Serious failings in the management of domestic abusers living in the community are laid bare in a major new report.
Inspectors found contact with offenders was too infrequent, leaving many to “drift” through their supervision without being challenged over their “predilection” for violence.
Staff often underestimated the level of harm victims were exposed to and there were “grave concerns” about some practices, the assessment warned.
In seven cases, a watchdog demanded immediate action to ensure the safety of victims and children.
HM Inspectorate of Probation found poor practice was widespread in community rehabilitation companies (CRCs), which supervise thousands of low and medium-risk offenders across England and Wales.

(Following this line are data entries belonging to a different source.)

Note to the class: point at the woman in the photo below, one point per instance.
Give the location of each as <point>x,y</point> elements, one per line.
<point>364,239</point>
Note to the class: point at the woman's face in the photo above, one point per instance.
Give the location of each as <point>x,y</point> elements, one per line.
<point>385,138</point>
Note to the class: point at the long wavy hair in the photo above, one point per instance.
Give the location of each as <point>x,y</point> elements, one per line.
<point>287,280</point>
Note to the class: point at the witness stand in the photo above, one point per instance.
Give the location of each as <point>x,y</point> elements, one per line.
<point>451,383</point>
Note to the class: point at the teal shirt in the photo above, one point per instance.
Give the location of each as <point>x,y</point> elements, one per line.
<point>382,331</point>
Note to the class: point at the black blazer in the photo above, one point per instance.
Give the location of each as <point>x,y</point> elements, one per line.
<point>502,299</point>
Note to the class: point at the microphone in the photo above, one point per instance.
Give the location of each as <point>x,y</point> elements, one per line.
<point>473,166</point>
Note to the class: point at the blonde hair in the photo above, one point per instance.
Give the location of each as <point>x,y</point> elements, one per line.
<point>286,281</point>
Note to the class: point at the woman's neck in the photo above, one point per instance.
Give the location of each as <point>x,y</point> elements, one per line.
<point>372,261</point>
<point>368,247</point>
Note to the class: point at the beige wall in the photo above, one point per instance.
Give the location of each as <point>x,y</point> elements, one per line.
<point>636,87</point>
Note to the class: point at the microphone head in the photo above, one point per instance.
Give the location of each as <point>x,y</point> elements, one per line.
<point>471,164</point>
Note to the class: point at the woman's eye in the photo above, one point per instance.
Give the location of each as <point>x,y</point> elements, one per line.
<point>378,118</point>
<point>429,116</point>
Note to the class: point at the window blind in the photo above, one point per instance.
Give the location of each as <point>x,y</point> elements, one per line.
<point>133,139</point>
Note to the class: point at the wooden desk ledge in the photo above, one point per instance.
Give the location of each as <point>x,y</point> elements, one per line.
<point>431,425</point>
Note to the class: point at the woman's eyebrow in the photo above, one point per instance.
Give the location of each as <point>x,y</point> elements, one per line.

Chief Inspector Dame Glenys Stacey said: “Too often we were left wondering how safe victims and children were, especially when practitioners failed to act on new information indicating that they could be in danger.
“It is not an exaggeration to say that many individuals were drifting through their supervision period without being challenged or supported to change their predilection for domestic violence.
“CRCs play a crucial role in supervising perpetrators of domestic abuse and we found they were nowhere near effective enough.”
The report assessed arrangements for supervising perpetrators of domestic abuse after they are released from prison or sentenced to a community order.
Overall, the watchdog said it was a concerning picture, with only “pockets” of good practice.